That’s the conclusion of the first-of-its-kind report from the National Native Scholarship Providers (NNSP), a collection of the four largest Native American scholarship organizations: the American Indian College Fund, the Cobell Scholarship, the American Indian Science and Engineering Society (AISES), and Native Forward Scholars Fund.

The report, National Study on College Affordability for Indigenous Students, is a collection of qualitative and quantitative data from 2,789 current and former NNSP scholarship recipients, representing 172 Tribal Nations, who enrolled at any postsecondary institution. NNSP leaders believe it is likely the largest data set on Indigenous students in existence.

“This may be the first time campus administrators have had Indigenous-centric information on college affordability variables from which to inform their financial aid practices,” said Dr. John Garland, director of research and student success at the Cobell Scholarship. “I think there are specific data points in this study that may be somewhat surprising to campus administrators, especially when it comes to how scholars are perceiving their campus-based fees and the negative effect fees are having on Indigenous students.”

According to data published by the National Center for Education Statistics in 2021, only 36.2% of Native American students entering four-year colleges and universities in 2014 were able to complete their degrees in six years, compared to 60.1% of all other students.

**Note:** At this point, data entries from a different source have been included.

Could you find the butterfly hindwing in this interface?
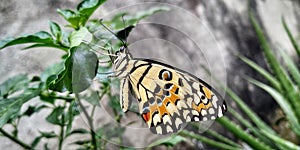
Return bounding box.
[125,59,227,134]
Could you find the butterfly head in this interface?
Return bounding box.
[113,45,132,71]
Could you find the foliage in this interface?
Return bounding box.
[0,0,299,149]
[0,0,169,149]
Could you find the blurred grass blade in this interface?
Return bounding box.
[225,87,275,134]
[190,122,241,148]
[282,17,300,57]
[217,116,273,150]
[228,107,280,149]
[278,48,300,87]
[146,135,187,149]
[179,130,242,150]
[239,56,281,90]
[250,11,300,121]
[248,78,300,136]
[261,130,300,150]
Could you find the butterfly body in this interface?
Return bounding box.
[113,46,226,134]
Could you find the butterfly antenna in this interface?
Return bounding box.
[121,15,128,44]
[99,19,126,46]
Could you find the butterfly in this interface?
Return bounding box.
[110,45,227,134]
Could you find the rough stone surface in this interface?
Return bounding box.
[0,0,299,149]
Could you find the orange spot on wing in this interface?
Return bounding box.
[202,86,212,99]
[158,104,168,117]
[142,112,151,122]
[169,85,180,102]
[192,102,212,112]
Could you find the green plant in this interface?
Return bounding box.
[0,0,168,149]
[1,0,299,149]
[161,10,300,150]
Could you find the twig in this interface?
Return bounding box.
[75,93,98,150]
[0,128,31,149]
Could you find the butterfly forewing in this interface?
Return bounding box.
[119,58,226,134]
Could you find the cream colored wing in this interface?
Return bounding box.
[125,59,226,134]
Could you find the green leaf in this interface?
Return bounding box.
[190,122,242,148]
[40,131,57,138]
[46,106,64,125]
[108,95,123,115]
[0,31,55,49]
[48,43,98,93]
[227,107,278,148]
[49,21,62,40]
[217,117,273,150]
[81,90,100,106]
[260,130,300,150]
[239,56,281,90]
[71,140,91,146]
[65,128,89,138]
[31,136,42,148]
[225,87,275,134]
[250,11,300,120]
[70,27,92,47]
[61,30,71,47]
[66,101,80,134]
[282,17,300,57]
[57,9,81,29]
[0,74,29,98]
[248,78,300,136]
[47,59,72,92]
[72,43,98,93]
[179,130,241,150]
[21,43,67,51]
[58,0,106,29]
[41,62,65,83]
[77,0,106,26]
[0,75,41,128]
[147,135,187,148]
[31,131,57,147]
[39,91,56,104]
[278,48,300,88]
[0,89,41,128]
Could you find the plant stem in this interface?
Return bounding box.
[217,116,273,150]
[0,128,31,149]
[179,130,241,150]
[58,102,66,150]
[76,93,98,150]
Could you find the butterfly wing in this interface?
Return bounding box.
[125,59,226,134]
[120,78,131,112]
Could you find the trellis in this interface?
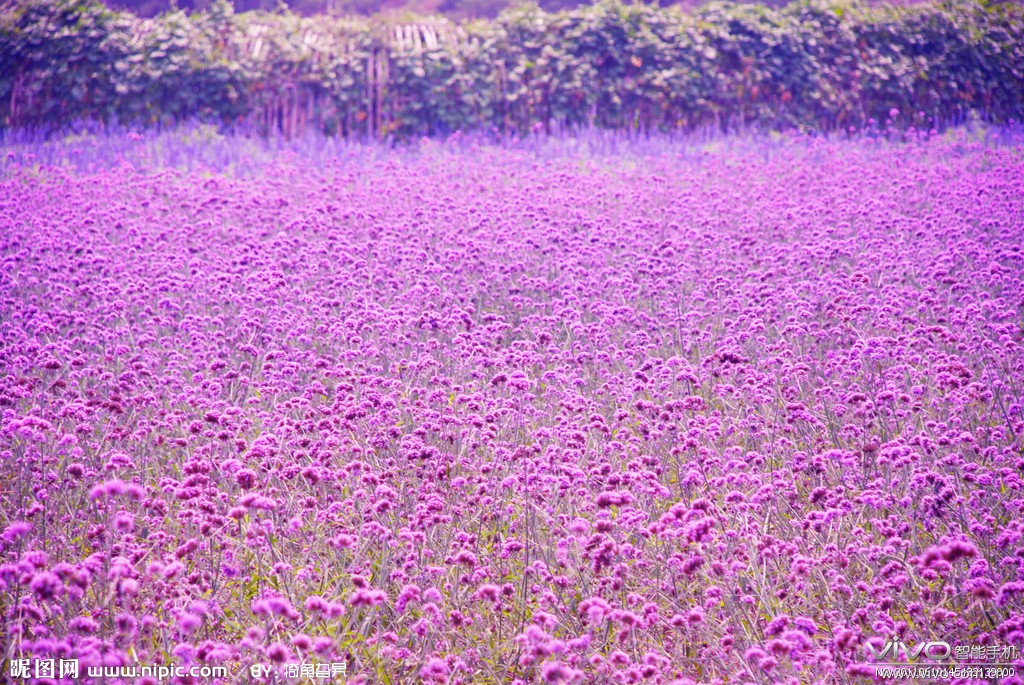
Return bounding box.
[239,19,472,138]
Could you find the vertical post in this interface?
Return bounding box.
[374,47,384,138]
[289,83,298,139]
[380,42,389,137]
[368,49,377,137]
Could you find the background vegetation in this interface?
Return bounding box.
[102,0,622,21]
[2,0,1022,138]
[100,0,933,20]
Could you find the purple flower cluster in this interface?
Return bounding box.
[1,133,1023,684]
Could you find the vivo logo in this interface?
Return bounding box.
[865,636,952,662]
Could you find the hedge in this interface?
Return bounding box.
[1,0,1022,138]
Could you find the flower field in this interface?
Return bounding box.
[2,131,1024,684]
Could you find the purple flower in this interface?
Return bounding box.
[2,522,31,542]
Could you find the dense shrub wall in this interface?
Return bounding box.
[2,0,1022,137]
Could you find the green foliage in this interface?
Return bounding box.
[2,0,1022,137]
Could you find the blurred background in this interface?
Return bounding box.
[101,0,907,20]
[6,0,1016,139]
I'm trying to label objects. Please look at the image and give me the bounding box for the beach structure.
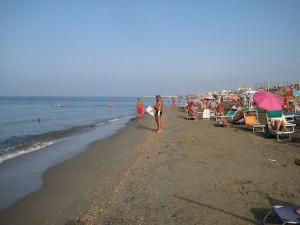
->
[241,91,257,110]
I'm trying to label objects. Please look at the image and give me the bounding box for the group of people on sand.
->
[185,99,225,120]
[183,98,291,133]
[136,95,291,134]
[136,95,163,133]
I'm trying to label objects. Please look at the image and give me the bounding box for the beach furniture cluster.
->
[179,89,300,142]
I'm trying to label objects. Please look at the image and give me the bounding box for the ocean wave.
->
[0,115,133,163]
[98,115,133,125]
[108,118,120,123]
[0,139,63,163]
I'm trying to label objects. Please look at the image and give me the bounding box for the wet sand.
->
[0,107,299,225]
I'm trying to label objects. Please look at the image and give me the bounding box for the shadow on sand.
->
[174,195,258,224]
[174,195,298,224]
[135,124,156,131]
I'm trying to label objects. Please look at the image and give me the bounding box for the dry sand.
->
[0,107,299,225]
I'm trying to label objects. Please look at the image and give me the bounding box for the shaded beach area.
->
[0,107,299,224]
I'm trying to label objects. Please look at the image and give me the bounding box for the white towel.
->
[146,105,155,117]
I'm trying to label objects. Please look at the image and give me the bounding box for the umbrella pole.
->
[294,97,296,113]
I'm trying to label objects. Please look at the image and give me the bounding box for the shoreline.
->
[0,108,299,224]
[0,116,133,212]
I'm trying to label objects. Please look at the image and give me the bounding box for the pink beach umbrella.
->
[253,91,283,110]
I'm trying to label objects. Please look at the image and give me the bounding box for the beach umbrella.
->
[284,89,300,97]
[294,90,300,97]
[253,91,283,110]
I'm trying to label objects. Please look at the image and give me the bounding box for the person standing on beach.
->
[172,97,176,110]
[136,98,144,121]
[216,101,224,115]
[153,95,163,133]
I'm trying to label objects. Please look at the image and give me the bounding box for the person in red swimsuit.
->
[136,98,144,121]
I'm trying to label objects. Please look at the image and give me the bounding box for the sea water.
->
[0,96,154,211]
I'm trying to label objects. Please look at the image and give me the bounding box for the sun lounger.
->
[244,114,265,132]
[266,110,296,141]
[216,108,239,126]
[186,113,197,121]
[216,108,238,120]
[284,112,300,123]
[266,123,296,142]
[267,110,286,122]
[263,204,300,225]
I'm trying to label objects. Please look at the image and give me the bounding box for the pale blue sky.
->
[0,0,299,97]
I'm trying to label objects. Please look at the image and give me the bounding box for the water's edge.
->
[0,116,135,212]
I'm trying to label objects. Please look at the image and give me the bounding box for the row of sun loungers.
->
[184,106,298,142]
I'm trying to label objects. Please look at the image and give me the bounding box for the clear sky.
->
[0,0,299,97]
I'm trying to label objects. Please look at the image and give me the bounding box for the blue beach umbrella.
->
[293,90,300,97]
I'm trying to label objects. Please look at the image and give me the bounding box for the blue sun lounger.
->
[263,205,300,225]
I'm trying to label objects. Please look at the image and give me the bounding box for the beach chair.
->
[266,110,296,141]
[267,110,286,122]
[186,111,197,121]
[216,108,238,126]
[244,112,265,132]
[186,114,197,121]
[263,204,300,225]
[245,109,259,117]
[284,113,295,123]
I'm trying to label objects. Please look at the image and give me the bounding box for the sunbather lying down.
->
[231,111,244,124]
[268,120,289,132]
[219,112,244,126]
[220,117,230,126]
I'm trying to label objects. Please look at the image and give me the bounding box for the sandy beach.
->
[0,107,299,225]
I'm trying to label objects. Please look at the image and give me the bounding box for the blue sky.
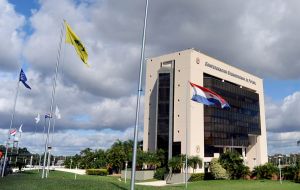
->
[1,0,300,156]
[264,79,300,102]
[8,0,39,17]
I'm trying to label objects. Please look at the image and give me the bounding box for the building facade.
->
[143,49,268,172]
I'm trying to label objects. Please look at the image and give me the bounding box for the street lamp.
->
[278,155,282,184]
[70,159,73,170]
[93,158,96,168]
[125,161,128,183]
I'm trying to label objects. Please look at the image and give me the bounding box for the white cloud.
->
[267,131,300,155]
[0,127,143,155]
[1,0,300,155]
[0,0,25,71]
[266,92,300,132]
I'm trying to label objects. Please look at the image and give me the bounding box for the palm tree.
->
[144,151,161,170]
[168,156,183,173]
[188,156,203,173]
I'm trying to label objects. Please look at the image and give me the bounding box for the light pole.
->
[70,159,73,170]
[125,161,128,183]
[278,155,282,184]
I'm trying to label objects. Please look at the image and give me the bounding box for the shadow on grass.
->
[109,182,128,190]
[19,170,39,175]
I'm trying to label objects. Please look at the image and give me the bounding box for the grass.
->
[0,170,299,190]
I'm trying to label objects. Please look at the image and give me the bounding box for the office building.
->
[143,49,268,172]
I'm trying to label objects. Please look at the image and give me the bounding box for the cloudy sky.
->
[0,0,299,156]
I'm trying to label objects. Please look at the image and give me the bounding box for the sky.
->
[0,0,299,156]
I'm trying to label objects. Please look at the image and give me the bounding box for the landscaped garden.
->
[0,170,300,190]
[1,140,300,190]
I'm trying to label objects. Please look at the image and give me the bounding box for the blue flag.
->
[19,69,31,89]
[45,113,52,118]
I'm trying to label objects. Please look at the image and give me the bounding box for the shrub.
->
[295,170,300,183]
[252,163,278,179]
[188,173,205,182]
[86,169,108,176]
[154,168,167,180]
[219,151,249,179]
[210,158,229,180]
[281,164,300,182]
[282,165,298,180]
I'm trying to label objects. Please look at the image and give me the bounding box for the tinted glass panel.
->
[203,73,260,157]
[157,73,170,153]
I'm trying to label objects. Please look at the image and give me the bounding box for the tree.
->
[144,151,161,170]
[168,156,183,173]
[136,149,146,169]
[79,148,95,169]
[188,156,203,173]
[94,149,107,168]
[106,140,126,173]
[156,149,166,168]
[219,150,250,179]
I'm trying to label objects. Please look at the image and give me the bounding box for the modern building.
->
[143,49,267,172]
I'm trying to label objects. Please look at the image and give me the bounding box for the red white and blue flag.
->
[10,129,17,136]
[190,82,230,109]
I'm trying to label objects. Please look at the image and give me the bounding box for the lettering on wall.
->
[204,62,256,85]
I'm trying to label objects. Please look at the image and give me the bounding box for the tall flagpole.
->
[39,116,47,173]
[185,81,189,189]
[130,0,149,189]
[42,21,65,179]
[1,79,20,178]
[46,116,56,177]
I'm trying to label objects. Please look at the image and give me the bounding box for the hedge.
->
[86,169,108,176]
[188,173,205,181]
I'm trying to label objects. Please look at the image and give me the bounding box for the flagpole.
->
[46,116,56,177]
[184,81,188,189]
[42,21,65,179]
[15,127,22,165]
[40,116,47,173]
[33,117,39,171]
[1,80,20,177]
[130,0,149,189]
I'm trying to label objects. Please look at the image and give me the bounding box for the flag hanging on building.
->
[18,124,23,133]
[55,106,61,119]
[65,21,89,66]
[19,69,31,89]
[190,82,230,109]
[10,129,17,136]
[35,113,40,124]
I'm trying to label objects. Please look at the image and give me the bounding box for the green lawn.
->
[0,170,299,190]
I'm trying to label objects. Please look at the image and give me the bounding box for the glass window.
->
[203,73,260,156]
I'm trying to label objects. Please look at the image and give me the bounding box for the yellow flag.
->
[65,21,89,66]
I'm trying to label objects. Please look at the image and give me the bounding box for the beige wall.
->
[143,49,268,171]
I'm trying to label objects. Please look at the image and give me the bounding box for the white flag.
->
[55,106,61,119]
[19,124,23,133]
[35,113,40,124]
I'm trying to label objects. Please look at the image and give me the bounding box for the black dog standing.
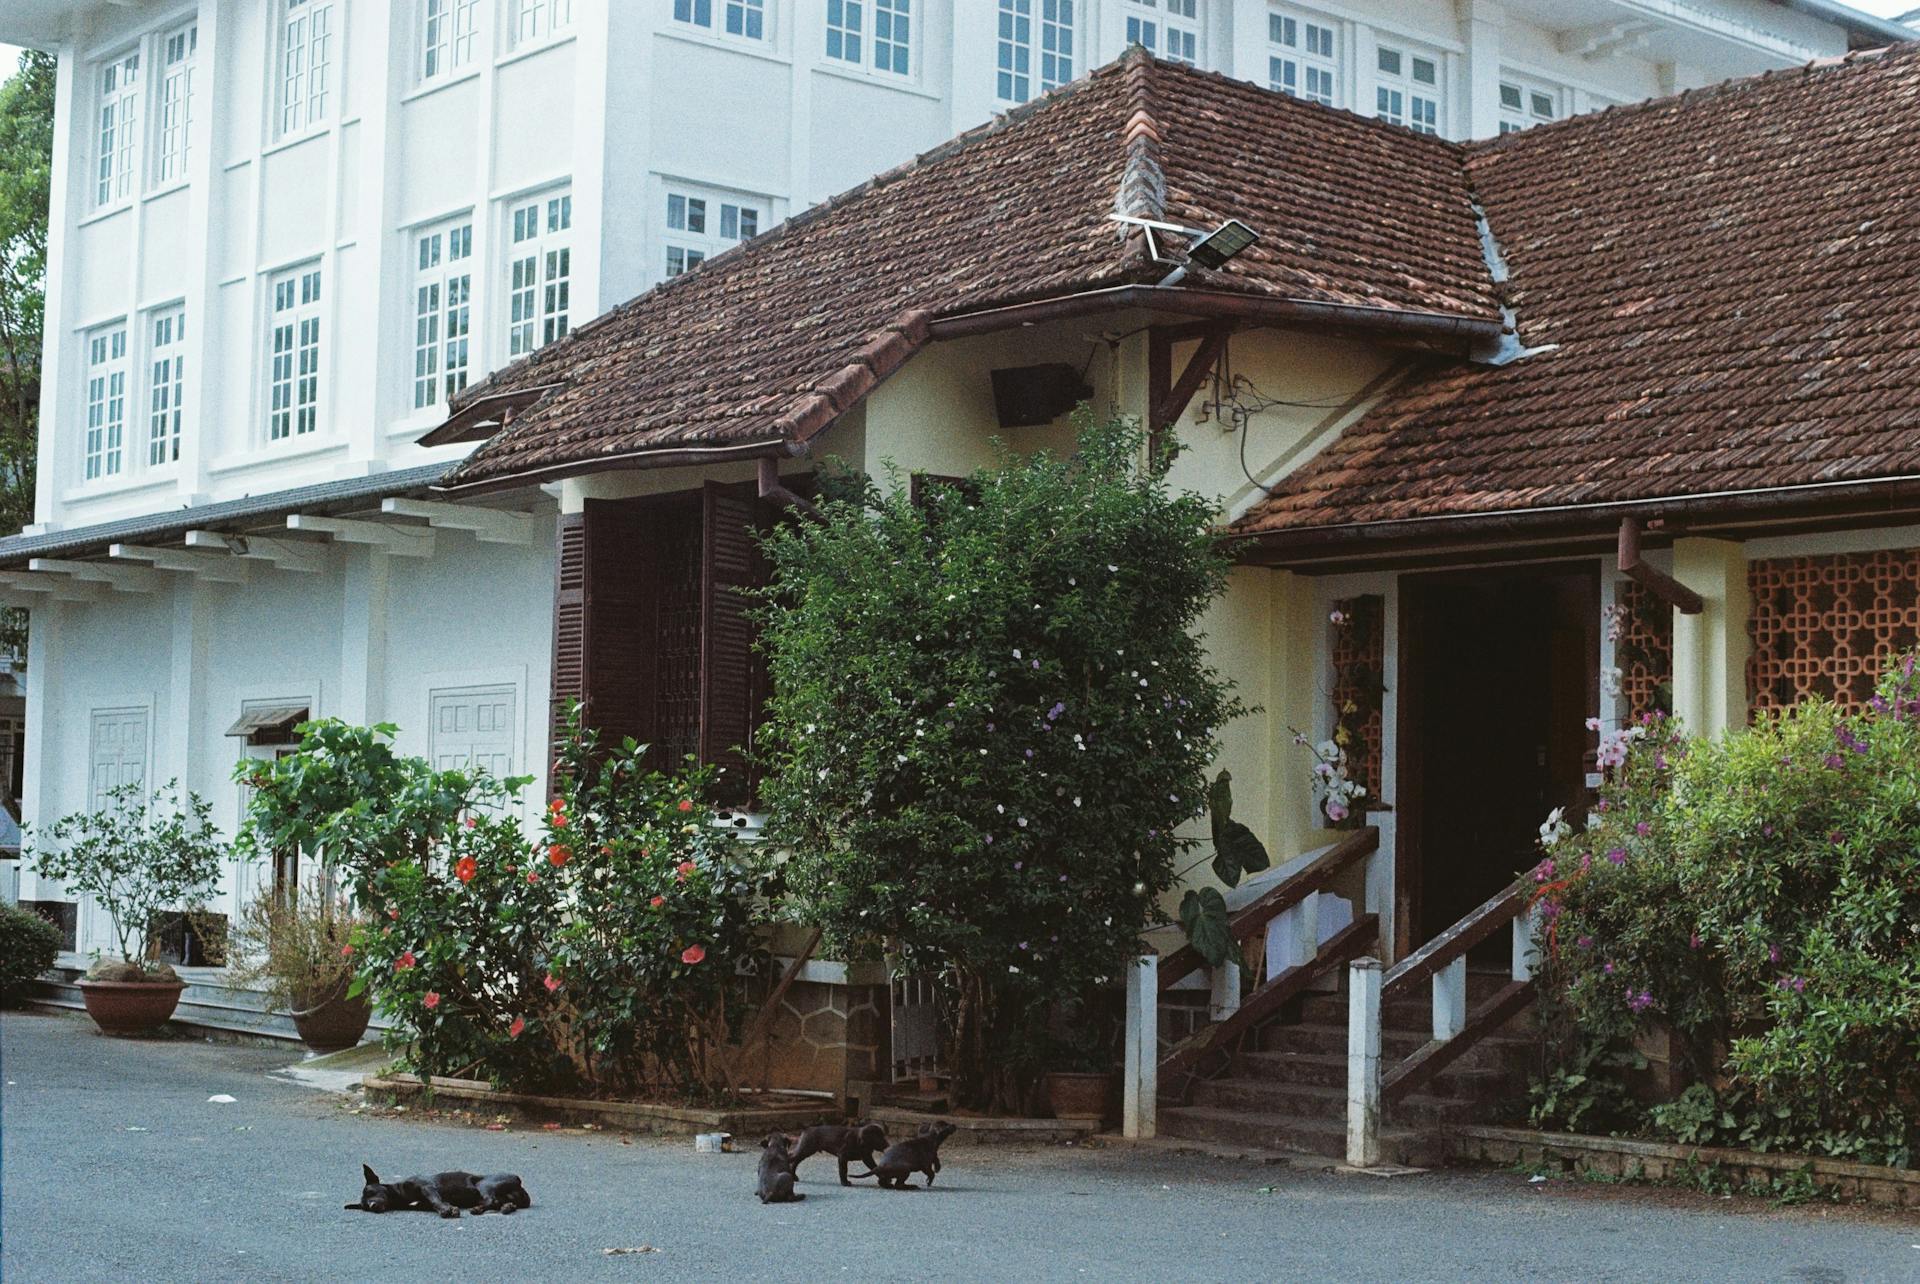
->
[785,1121,889,1186]
[756,1133,806,1203]
[867,1121,956,1190]
[346,1165,533,1218]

The report found that financial struggles can start as soon as freshman year for Indigenous students. The majority of current scholarship recipients reported their household income as less than $35,000 a year, and over half of all respondents indicated they could not save money before enrolling in college. Seventy-two percent of current scholarship recipients reported they ran out of money at some point within the last six months.

“That means you have food insecurity, housing insecurity — you have to make a really challenging decision about what to pay for,” said Dr. Cheryl Crazy Bull, president and CEO of The American Indian College Fund. “So many of our students also contribute to their family’s income — basically, students that don’t have their various basic needs met, it impacts not just them but their dependents and family.”